Mr. Fuller said that the global tourism industry can expect strong years ahead. He cited the “graying” populations of developed countries which tend to have more discretionary money to spend on travel, the pent-up demand for travel among those in emerging economies and the global middle class whose strong desire to discover new experiences and to learn about other cultures are reasons to be optimistic.
Among recent Marriott International developments he cited were:
• Marriott’s agreement with the Scandinavian Hospitality Group of Norway which is expected to result in up to 15 Marriott International-branded hotels in Scandinavia. Six hotels have been announced. They include: a Marriott hotel at the Oslo Airport and a Courtyard hotel at the Kristiansund Airport in Norway; a Renaissance property in Malmoe, Sweden, a Courtyard hotel in Stockholm and two Marriott ski resorts in Norway. All six are expected to open by the end of 2010.
• The introduction of Marriott’s popular Courtyard hotel brand in Thailand with a destination city-class Courtyard property in Bangkok and four family-friendly-oriented destination Courtyard hotels in Phuket and Hua Hin.

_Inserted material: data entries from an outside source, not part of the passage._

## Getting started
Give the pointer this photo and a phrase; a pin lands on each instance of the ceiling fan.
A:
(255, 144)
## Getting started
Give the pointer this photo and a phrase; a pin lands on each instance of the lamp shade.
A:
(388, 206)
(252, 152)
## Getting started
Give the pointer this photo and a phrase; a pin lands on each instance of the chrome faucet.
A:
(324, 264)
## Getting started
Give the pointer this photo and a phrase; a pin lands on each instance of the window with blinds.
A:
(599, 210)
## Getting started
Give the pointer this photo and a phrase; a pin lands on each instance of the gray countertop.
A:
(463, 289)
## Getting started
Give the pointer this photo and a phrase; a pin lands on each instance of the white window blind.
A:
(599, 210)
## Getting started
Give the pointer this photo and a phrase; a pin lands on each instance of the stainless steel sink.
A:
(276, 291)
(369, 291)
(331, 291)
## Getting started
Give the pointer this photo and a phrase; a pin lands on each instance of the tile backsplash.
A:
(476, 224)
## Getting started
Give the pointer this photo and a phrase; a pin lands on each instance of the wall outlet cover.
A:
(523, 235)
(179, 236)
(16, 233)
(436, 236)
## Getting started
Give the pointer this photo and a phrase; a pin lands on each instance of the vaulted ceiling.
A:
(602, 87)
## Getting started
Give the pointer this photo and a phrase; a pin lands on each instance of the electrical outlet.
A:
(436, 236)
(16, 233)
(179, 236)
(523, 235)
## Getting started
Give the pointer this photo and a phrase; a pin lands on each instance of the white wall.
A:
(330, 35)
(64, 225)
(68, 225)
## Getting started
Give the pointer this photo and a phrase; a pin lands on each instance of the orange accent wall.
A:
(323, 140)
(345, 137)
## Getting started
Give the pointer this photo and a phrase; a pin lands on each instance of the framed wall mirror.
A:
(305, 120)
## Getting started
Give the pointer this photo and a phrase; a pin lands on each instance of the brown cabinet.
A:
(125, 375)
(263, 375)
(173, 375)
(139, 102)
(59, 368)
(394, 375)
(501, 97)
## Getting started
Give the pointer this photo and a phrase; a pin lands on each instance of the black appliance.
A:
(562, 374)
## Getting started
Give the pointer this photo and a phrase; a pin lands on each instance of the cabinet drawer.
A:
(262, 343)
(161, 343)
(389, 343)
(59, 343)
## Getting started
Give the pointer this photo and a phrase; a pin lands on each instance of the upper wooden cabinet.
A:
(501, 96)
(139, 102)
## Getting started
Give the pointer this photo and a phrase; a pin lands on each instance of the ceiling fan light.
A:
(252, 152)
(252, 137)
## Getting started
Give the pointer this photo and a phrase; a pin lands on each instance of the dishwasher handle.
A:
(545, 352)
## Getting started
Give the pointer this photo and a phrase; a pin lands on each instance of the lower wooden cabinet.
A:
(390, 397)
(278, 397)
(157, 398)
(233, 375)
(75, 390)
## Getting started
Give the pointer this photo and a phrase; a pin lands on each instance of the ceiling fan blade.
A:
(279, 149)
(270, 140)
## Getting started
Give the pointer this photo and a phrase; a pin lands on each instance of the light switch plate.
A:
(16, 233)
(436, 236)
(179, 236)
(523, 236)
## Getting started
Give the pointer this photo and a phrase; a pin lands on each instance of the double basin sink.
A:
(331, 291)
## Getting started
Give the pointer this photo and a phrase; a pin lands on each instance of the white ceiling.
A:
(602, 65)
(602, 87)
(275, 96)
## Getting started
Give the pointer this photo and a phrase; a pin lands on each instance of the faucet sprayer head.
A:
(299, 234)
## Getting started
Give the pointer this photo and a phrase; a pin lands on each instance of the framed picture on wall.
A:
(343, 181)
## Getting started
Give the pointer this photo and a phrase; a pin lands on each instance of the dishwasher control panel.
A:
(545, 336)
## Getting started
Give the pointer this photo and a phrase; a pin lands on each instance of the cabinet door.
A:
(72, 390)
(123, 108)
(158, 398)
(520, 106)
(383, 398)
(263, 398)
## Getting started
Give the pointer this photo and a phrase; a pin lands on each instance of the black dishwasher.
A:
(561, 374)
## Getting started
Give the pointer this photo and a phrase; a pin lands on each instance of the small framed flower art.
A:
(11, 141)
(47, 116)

• In Beijing, Marriott International is scheduled to have 10 hotels in operation in time for the Summer Olympic Games this August.
Mr. Fuller said that sales from online sources continued to have another banner year in 2007, growing 28% over the previous year. Marriott.com has become the single largest face of Marriott to the customer with more than 10 million unique visitors a month. In 2007, Marriott.com generated $5.2 billion in sales. Meanwhile, sales for Marriott International rooms through the Global Distribution Channels continue to account for 19% of all hotel sales through these channels, even though the Marriott portfolio accounts for seven percent of all hotel rooms worldwide.

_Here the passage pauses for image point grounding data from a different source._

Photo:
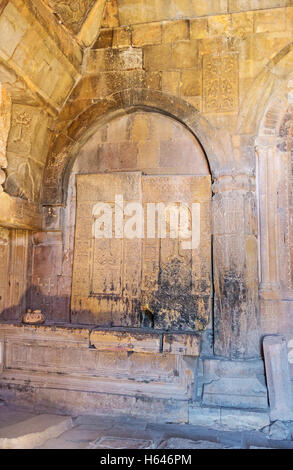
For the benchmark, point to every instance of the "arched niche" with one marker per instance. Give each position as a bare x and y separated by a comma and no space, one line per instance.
163,150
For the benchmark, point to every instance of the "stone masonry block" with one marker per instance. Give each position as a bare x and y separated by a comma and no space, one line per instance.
278,377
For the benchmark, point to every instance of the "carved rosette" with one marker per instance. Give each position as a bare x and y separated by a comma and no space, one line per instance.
220,83
5,117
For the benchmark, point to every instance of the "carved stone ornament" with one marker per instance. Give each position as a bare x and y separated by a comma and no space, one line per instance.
33,318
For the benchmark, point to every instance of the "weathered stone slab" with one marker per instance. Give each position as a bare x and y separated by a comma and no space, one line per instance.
179,443
204,416
243,419
236,392
125,341
18,213
33,432
278,378
120,443
182,344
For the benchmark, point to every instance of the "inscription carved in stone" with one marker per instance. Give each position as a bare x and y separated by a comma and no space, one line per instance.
149,282
220,83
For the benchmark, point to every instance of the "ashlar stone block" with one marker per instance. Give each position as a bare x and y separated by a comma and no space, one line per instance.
278,378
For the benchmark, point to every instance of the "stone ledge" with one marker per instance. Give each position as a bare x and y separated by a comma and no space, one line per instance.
33,432
230,419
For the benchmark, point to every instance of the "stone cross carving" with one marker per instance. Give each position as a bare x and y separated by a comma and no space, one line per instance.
5,116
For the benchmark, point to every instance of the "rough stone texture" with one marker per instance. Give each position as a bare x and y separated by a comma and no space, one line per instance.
234,384
278,431
33,432
5,113
223,70
278,378
175,443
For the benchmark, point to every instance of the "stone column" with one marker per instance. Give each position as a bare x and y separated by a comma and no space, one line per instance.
235,255
5,115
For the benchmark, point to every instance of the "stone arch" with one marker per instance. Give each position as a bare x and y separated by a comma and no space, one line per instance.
66,145
274,169
267,88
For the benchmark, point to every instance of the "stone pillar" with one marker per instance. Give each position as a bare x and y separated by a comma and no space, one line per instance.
5,115
267,168
278,378
235,255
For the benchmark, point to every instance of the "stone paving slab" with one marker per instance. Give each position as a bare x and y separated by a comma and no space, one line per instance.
178,444
33,432
120,443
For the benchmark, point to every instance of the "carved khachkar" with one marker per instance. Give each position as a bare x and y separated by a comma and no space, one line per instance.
146,281
71,12
5,116
220,83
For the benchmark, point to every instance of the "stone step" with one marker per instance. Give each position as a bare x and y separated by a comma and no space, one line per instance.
33,432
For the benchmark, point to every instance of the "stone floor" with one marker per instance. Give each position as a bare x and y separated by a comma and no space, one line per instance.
100,432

Mr. Fuller did caution, however, that responsible and sustainable development is an imperative.
“Sustainability is the key here if we are to reap the many positive benefits of increased travel and tourism,” he said. “We must all do our part. The travel industry is the biggest in the world and promises to grow exponentially over the next 50 years. We cannot ignore the realities. Those of us in the travel industry have a role to play now in reducing our impact on the air we breathe, the water we drink and the destinations where we do business.”
To that end, among many internal initiatives such as tree-planting programs, Marriott International recently announced the following:
• a goal to reduce greenhouse gasses by 1 million tons by 2010
• a program to replace 4,500 outdoor signs with LED and fiber optic technology that has yielded a 40% reduction in outdoor advertising energy use in its first year
• a reduction in water consumption over 15% over the last five years
• a program in which 96% of all its hotels recycle.
“Let’s face it: when travelers make their buying decision, they generally do not select a destination because they want to stay in a particular hotel. They pick a destination because they want to experience its cultural or culinary attractions, environmental areas or places of historical significance. It is our duty to protect and preserve these destinations,” Mr. Fuller said.